Why are insured people allowed to choose designated hospitals freely?

In the management of designated medical institutions, the insured is allowed to choose designated places, mainly to enhance the demand side's ability to dominate competition. Due to the information asymmetry between the supply and demand sides of the medical service market, the medical service market has a strong supplier monopoly. In the management of designated medical institutions, it is necessary to introduce demand-led competition mechanism in the field of medical services, not only between medical institutions, but also between medical institutions and pharmacies. If there is no competition, the level and quality of medical services will not go up, and the cost of medical services will not come down.
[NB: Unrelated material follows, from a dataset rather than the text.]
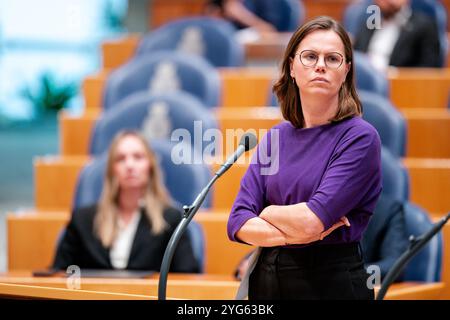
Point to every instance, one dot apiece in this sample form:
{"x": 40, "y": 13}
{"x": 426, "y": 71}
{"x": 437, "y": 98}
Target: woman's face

Medical care and labor insurance at public expense in the past ... >>

Question 6: How can I use the social security card to handle designated hospitals if the social security card is not fixed? I have to take my medical insurance card and ID card to the community hospital where my account is located to handle the designated hospital. If you get sick in a designated hospital, the proportion of reimbursement through designated hospitals will be higher. Part of the initial outpatient expenses can also be reimbursed. No designated hospital can be reimbursed as long as it is within the scope of overall planning.

Question 7: Is the social security card fixed by default? Do you still need to go to the social security bureau for a fixed point? Designated hospitals for medical insurance refer to the list of hospitals with social security medical qualifications published by the social security department within its jurisdiction. Insured persons choose their own hospitals for medical treatment according to the published list, and then issue medical insurance cards after passing the examination by the social security department. With the medical insurance card to the designated hospital for medical treatment, medical expenses can be reimbursed according to relevant regulations, otherwise medical expenses cannot be reimbursed.

Hospitals are divided into Class A and Class B hospitals, and Class A hospitals are divided into Class I, II and III hospitals.

In general, no one can choose four designated hospitals for medical insurance, including 1 compulsory community hospitals.

I hope my answer can help you. If in doubt, you can consult or visit the quick method platform.

Question 8: Can the social security card be used at any fixed point? As long as it is a public hospital, it can be used, but the reimbursement ratio is different. Grassroots communities have the highest reimbursement, and the higher the reimbursement, the lower the reimbursement.

Question 9: What is the difference between designated hospitals and non-designated hospitals? When you check out, you can directly write off the expenses, and you only need to pay the amount after the write-off. If it is not a fixed point, you must apply for hospitalization first, otherwise you may not be reimbursed. The hospitalization expenses are paid in advance, and then reimbursed by social security. Generally speaking, designated hospitals have regulations and cannot apply for changes.